Sinais de MBI não são fáceis de detectar, nem a maioria dos leigos nas mídias sociais os procura. Afinal de contas, é difícil imaginar que as pessoas afirmem ter, digamos, câncer terminal quando não têm. Mas há bandeiras vermelhas, como por exemplo:

  • Descrições de sintomas que parecem ter sido copiados de sites de saúde

  • Experiências de quase-morte seguidas de recuperações incríveis

  • Alegações facilmente refutadas ligadas à doença fingida

  • Uma emergência médica repentina que traz a atenção de volta ao paciente

  • Um porta-voz on-line, aparentemente um amigo ou parente, que soa exatamente como o paciente - porque é exatamente quem ele é

Se você sente compaixão e oferece apoio on-line a alguém que você acredita estar realmente doente, a descoberta de que você foi enganado pode ser muito dolorosa. O grau dessa dor "depende do grau em que a pessoa que foi enganada se envolveu com o poser e suas lutas aparentes", diz Feldman. "A maioria simplesmente a verá como uma experiência de aprendizagem e será mais cautelosa no futuro". Mas sempre houve aqueles que passam muito tempo online com o impostor. ... Penso neles como co-dependentes e capacitadores". Nesses casos, ele recomenda a terapia.

Contra os falsificadores

O ultraje irrompeu pelo mundo quando Belle Gibson foi exposta como uma fraude, e uma mulher que foi enganada para passar até 12 horas por dia aconselhando alguém que ela acreditava ter câncer teve uma reação semelhante. Quando a fraude veio à tona, ela descreveu a experiência como "estupro emocional".

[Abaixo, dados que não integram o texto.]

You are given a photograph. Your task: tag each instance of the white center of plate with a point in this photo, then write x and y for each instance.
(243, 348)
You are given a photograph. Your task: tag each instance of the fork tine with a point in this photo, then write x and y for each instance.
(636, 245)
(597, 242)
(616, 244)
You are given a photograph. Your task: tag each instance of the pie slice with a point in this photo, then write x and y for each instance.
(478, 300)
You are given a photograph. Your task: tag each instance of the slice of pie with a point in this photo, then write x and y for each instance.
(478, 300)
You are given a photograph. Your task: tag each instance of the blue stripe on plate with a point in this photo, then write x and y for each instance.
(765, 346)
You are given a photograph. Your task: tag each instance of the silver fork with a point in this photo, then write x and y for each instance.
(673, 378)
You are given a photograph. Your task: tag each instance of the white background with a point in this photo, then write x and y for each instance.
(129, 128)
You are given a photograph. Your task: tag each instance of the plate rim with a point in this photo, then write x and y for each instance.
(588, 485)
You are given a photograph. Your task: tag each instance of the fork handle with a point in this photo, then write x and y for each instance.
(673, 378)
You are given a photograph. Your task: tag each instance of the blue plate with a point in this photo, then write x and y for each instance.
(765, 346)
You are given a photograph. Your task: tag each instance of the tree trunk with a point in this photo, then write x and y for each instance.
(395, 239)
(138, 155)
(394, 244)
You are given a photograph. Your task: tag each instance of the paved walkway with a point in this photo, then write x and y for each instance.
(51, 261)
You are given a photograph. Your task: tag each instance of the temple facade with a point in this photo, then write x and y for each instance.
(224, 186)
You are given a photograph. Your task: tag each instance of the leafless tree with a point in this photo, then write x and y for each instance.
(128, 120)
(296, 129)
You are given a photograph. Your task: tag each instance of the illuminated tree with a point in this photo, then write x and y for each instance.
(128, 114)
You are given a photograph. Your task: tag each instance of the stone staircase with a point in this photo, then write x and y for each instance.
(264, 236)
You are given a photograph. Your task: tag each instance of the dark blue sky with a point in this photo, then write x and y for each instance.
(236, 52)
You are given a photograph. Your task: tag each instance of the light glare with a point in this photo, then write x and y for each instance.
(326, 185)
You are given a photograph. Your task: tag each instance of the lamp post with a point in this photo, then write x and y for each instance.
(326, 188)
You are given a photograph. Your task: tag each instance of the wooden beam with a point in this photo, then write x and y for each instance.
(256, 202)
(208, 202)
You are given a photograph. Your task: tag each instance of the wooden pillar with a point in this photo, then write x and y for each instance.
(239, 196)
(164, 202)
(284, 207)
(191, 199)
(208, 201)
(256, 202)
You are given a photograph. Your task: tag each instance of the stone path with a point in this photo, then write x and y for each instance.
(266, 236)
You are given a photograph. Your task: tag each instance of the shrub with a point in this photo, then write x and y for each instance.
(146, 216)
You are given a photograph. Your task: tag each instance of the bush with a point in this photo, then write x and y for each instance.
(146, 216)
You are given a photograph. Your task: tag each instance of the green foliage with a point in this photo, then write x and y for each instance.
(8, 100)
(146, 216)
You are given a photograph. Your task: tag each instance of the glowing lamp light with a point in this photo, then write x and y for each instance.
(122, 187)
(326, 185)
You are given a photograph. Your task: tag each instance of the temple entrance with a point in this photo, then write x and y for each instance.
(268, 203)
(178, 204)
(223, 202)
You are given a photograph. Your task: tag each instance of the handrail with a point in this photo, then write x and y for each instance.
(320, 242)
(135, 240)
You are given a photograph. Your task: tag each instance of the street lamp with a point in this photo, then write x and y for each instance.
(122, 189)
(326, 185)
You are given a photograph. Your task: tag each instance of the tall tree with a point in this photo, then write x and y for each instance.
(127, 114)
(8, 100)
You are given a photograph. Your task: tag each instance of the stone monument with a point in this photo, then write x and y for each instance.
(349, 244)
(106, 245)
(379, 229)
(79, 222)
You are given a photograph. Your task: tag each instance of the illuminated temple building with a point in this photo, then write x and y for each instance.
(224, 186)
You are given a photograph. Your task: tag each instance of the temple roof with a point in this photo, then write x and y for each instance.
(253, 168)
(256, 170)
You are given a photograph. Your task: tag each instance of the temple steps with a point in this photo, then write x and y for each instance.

Hoje, mais pessoas estão conscientes de Munchausen pela Internet, como evidenciado pelo r/IllnessFakers, um quadro de mensagens onde os usuários da Reddit apontam seus dedos para o que acreditam ser engano médico, freqüentemente zombando das pessoas com MBI como "Munchies". Mas isto, também, representa um perigo. Muitos dos visados pelo site de discussão revelaram-se genuinamente doentes.

E os falsificadores não têm uma doença, mesmo que não seja aquela que fingem ter? "Eu não gostaria de pintar todos os falsificadores MBI com aquele pincel largo", diz Feldman. "Entretanto, se os comportamentos MBI são emocionalmente gratificantes, têm o potencial de ser autodestrutivos e/ou prejudicar o funcionamento social ou ocupacional do falsificador, eu diria de fato que eles têm uma doença". Aludindo ao título de seu primeiro livro, Paciente ou Pretender, ele diz que "em tais casos, os posadores são tanto pacientes quanto fingidores".